Effective August 1, 2011, LM leased office space from the Company. The term of the agreement is for five years expiring July 31, 2016. The total amount of rental income earned for the years ended June 30, 2014, 2013, and 2012 amounted to $203,916 for all three years.

Balances with related companies are as follows:

   
2014
   
2013
 
Due from related party:
           
  Lipstick Management LLC
  $ 120,274     $ 120,274  

The above amount represents expenses paid by the Company on behalf of LM, which will be reimbursed by LM.

   
2014
   
2013
 
Due to related party:
           
   IRSA International, LLC
  $ (39,979 )   $ (39,979 )
   Lipstick Management LLC
    (272,763 )     (63,826 )
   IRSA Inversiones y Representaciones
               
       Sociedad Anonima
 
(240,874)
   
(241,507)
 
    $ (553,616 )   $ (345,312 )

The above amounts for IRSA International, LLC and IRSA Inversiones y Representaciones Sociedad Anonima represent expenses paid by these related companies on behalf of the Company, which will be reimbursed by the Company.

NOTE 9:
PROPERTY MANAGEMENT

On December 30, 2010, a property management agreement was entered into with a third party. The term of the property management agreement will continue on a month-to-month basis. The Company is charged a monthly property management fee of approximately $22,917. The total property management fee for the years ended June 30, 2014, 2013, and 2012, included in management fees in the accompanying statement of operations, amounted to $275,000 of which $0 is unpaid as of June 30, 2014 and 2013, and $22,917 was unpaid as of June 30, 2012.
 
 
F-284

 
New Lipstick LLC and Subsidiary
(A Limited Liability Company)

Notes to Consolidated Financial Statements
June 30, 2014, 2013 and 2012
(Amounts in US dollars)
 
NOTE 10:
LITIGATION

The Company is party to certain legal proceedings arising out of the normal conduct of business.
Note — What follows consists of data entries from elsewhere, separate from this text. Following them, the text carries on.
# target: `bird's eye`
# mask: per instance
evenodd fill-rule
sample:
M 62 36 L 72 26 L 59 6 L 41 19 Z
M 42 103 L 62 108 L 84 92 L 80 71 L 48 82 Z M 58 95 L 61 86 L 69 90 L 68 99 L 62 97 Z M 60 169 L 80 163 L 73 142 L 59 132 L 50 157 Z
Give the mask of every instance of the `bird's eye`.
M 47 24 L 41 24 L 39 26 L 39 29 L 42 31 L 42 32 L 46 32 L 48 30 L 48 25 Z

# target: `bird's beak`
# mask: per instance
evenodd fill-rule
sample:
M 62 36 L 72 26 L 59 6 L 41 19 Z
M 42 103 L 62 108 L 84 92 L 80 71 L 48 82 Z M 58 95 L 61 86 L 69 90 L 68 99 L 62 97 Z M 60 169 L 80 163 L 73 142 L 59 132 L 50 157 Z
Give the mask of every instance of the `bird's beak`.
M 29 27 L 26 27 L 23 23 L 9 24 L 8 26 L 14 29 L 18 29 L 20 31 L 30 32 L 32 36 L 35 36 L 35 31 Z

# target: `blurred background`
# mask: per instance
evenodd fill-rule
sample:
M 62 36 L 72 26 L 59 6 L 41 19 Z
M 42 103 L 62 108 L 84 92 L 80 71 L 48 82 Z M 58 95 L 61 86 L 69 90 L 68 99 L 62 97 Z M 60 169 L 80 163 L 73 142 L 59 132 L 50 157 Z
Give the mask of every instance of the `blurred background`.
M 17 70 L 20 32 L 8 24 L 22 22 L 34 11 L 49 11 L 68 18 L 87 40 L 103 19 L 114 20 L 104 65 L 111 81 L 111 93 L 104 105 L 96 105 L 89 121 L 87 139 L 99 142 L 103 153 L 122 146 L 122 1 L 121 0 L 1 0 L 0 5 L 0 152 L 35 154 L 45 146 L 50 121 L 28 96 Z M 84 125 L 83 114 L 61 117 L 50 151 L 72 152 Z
While the ultimate results of those proceedings against the Company cannot be predicted with certainty, management believes that the resolution of these matters will not have a material adverse effect on the financial condition, results of operations or cash flows of the Company.

NOTE 11:
NEW YORK STATE TAX AUDIT

As successor for Metropolitan 885 Third Avenue LLC, the Company’s income tax returns for its tax years commencing January 1, 2009 through December 31, 2010 have been selected by the New York State Department of Taxation and Finance for audit. Such audit is in its preliminary stage. At this time, the Company has not been advised of any proposed changes to its New York State income tax returns filed for the tax years January 1, 2009 through December 31, 2010.